Saturday, June 15, 2024

The Second Sister

by Marie Bostwick

Lucy works as a political campaigner, devoting most of her time to her work and little time to herself.  Alice, her sister is almost two years older than her and has a brain injury that makes her seem younger than her 38 years.  Alice wants Lucy to return to their small town in Wisconsin but Lucy wants nothing to do with returning to the town with bad memories.  Then Alice dies and the terms of her will include Lucy spending 8 weeks in their hometown before she can inherit their childhood home.  I enjoyed this book a lot.

Quotes

Chapter 9, beginning on p. 57, offers great insight to our experience of having a loved-one die.  It’s too long to include as a quote.

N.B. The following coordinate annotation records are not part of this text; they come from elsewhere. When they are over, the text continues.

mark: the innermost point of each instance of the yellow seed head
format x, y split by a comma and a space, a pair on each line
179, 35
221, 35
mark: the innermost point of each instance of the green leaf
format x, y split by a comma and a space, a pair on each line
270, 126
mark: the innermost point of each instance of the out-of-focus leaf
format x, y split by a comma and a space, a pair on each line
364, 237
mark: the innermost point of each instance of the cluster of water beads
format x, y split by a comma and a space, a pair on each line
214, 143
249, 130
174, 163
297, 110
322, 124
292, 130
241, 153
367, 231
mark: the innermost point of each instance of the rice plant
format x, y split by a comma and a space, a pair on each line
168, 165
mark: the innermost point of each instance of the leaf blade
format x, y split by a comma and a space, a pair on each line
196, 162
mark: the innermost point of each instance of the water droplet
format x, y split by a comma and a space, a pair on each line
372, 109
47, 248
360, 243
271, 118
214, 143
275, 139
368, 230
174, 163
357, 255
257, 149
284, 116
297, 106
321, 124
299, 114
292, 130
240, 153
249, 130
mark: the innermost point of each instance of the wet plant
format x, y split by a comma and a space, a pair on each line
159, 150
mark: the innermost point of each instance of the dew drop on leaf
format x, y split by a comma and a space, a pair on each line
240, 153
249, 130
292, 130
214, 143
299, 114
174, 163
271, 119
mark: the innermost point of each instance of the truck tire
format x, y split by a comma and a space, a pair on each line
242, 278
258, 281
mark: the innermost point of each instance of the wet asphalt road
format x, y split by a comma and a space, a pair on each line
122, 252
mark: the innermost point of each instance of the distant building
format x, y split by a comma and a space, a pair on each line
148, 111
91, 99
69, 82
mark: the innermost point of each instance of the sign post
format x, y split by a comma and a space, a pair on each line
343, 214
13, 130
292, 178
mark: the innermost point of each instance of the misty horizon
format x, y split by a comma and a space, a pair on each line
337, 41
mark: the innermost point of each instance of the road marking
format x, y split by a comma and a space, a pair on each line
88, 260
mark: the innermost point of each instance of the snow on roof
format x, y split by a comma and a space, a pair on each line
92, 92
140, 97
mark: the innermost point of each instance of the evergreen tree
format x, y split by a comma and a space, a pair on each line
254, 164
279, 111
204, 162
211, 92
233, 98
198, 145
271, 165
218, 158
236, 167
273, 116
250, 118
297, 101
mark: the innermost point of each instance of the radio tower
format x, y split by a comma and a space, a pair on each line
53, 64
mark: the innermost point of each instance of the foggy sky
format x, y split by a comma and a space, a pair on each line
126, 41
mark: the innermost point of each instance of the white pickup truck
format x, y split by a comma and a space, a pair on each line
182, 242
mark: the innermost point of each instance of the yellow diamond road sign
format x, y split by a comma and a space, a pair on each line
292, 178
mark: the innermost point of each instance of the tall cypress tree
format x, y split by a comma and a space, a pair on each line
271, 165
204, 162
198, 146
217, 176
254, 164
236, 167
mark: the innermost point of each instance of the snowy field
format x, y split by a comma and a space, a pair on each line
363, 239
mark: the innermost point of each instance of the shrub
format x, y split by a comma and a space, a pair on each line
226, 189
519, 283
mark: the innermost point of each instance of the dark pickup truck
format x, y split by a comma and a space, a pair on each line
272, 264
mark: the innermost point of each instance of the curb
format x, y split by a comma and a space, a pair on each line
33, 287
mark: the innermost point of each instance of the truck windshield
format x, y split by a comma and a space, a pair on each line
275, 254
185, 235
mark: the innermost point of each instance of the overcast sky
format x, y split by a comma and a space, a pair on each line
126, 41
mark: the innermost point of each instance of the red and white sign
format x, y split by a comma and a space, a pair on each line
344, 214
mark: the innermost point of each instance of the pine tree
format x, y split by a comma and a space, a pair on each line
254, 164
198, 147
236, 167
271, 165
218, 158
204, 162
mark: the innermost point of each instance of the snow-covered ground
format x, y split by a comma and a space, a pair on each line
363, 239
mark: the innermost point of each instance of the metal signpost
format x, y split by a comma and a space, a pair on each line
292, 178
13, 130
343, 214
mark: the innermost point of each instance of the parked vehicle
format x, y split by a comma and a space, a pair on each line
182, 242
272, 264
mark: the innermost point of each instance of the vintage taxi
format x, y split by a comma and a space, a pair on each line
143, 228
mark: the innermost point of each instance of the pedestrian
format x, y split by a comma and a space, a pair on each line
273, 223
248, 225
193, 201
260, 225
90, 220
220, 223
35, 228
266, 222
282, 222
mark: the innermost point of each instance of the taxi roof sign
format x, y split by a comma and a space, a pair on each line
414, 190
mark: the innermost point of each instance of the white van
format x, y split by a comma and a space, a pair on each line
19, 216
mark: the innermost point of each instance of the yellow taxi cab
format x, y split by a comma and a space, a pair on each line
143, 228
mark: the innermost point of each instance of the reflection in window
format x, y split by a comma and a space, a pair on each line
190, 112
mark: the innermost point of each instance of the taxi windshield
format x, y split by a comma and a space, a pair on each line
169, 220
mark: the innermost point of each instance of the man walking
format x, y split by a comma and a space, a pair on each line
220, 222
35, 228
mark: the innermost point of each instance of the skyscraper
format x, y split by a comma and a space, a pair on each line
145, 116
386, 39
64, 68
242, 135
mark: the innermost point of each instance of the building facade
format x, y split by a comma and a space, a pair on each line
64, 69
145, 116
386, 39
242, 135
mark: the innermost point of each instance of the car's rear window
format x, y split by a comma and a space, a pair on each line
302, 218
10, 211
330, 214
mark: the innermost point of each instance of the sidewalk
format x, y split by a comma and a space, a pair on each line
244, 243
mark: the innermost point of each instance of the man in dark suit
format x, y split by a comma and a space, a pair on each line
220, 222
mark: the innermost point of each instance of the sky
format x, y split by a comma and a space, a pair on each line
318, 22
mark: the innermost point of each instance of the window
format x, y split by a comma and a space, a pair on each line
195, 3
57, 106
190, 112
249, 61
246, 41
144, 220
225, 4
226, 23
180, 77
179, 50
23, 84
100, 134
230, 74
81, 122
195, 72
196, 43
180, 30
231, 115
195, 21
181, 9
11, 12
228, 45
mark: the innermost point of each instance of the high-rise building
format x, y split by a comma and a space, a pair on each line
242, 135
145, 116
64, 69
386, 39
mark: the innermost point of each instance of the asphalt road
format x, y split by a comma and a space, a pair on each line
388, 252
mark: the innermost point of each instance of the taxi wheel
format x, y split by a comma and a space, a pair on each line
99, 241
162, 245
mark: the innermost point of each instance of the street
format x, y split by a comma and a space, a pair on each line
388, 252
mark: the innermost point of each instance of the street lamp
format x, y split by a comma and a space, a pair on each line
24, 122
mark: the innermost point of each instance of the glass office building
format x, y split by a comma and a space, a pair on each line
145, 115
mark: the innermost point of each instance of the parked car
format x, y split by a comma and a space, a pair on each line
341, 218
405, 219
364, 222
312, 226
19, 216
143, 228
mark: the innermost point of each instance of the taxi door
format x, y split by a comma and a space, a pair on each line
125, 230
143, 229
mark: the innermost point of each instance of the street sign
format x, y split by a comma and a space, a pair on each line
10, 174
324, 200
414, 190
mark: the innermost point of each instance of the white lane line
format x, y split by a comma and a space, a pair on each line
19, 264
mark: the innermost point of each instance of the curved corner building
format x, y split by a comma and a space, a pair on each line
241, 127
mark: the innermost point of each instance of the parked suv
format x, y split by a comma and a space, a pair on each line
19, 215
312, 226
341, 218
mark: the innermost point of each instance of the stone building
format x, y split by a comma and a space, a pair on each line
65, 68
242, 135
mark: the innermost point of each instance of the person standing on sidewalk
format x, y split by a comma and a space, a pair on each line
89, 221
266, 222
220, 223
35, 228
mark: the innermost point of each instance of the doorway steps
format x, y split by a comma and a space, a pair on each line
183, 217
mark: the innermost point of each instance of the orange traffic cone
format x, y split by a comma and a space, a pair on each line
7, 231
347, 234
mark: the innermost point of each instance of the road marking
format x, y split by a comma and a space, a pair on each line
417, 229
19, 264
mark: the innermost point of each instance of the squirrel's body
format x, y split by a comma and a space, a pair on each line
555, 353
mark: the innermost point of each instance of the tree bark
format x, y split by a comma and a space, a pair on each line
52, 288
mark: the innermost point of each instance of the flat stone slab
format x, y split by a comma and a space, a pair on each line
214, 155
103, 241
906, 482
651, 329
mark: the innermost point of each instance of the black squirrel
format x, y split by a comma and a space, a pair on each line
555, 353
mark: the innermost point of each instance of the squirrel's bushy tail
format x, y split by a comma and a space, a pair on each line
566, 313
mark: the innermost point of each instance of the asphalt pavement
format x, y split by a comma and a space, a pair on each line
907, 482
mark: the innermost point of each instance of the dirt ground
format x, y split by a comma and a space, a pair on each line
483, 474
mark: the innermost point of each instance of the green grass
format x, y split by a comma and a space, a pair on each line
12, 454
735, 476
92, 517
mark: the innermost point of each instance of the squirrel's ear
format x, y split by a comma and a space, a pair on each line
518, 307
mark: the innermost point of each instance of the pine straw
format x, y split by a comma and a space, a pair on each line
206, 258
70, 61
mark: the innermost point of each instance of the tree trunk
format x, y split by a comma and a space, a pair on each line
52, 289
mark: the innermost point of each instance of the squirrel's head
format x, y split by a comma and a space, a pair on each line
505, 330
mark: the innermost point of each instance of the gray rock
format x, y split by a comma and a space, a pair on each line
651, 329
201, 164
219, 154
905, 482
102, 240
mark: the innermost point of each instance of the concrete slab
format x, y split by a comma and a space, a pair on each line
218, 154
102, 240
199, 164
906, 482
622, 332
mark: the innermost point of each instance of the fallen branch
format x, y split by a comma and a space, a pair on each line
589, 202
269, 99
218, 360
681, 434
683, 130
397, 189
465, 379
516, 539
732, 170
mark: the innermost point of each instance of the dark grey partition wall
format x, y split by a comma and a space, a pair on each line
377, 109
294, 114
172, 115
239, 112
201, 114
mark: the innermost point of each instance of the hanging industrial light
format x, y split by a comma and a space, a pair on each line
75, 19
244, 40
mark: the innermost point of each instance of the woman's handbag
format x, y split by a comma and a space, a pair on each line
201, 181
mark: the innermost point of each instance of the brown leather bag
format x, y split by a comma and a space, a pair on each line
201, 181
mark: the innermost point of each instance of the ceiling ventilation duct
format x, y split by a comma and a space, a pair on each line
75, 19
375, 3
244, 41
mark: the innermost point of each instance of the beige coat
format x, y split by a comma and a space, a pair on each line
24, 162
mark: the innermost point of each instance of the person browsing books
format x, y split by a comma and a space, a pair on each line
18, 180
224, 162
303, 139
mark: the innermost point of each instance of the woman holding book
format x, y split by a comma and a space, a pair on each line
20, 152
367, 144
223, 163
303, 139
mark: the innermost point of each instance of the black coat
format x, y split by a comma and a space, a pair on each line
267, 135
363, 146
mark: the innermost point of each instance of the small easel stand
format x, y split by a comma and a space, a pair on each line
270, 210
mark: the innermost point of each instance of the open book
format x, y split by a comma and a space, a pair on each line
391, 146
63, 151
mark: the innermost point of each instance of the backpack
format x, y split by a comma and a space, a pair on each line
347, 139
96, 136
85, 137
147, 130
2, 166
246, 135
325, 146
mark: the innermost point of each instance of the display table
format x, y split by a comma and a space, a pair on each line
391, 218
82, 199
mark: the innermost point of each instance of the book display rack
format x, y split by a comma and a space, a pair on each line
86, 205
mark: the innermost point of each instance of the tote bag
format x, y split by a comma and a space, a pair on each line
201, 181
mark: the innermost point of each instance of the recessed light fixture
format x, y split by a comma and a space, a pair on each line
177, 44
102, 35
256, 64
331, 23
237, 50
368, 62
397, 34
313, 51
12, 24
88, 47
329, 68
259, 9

Alice’s friend Rinda recounts being new in town, looking for inexpensive fabric for the back of a quilt at a quilt shop, and having Alice follow her around “talking a blue streak.”  Rinda was being careful about money, pulled out a bolt of yellow-green fabric that she thought might be okay for backing.  “So Alice sees this stuff and says, ‘That’s the ugliest fabric I ever saw in my life.  Why would you buy that?’  I told her it might be ugly, but it was only two dollars a yard.’
  “Rinda’s eyes crinkled at the corners.  ‘And then Alice puts her hand on my arm and looks at me all serious and says, ‘Rinda, it is possible to pay too little for fabric.’”    p. 193-194

  “‘All these people who piece their tops but hire somebody else to do the finishing. . .  Hmph.  They’re not quilters.  They’re toppers!’ she declared, curling her lip in a way that made it sound almost like a dirty word.”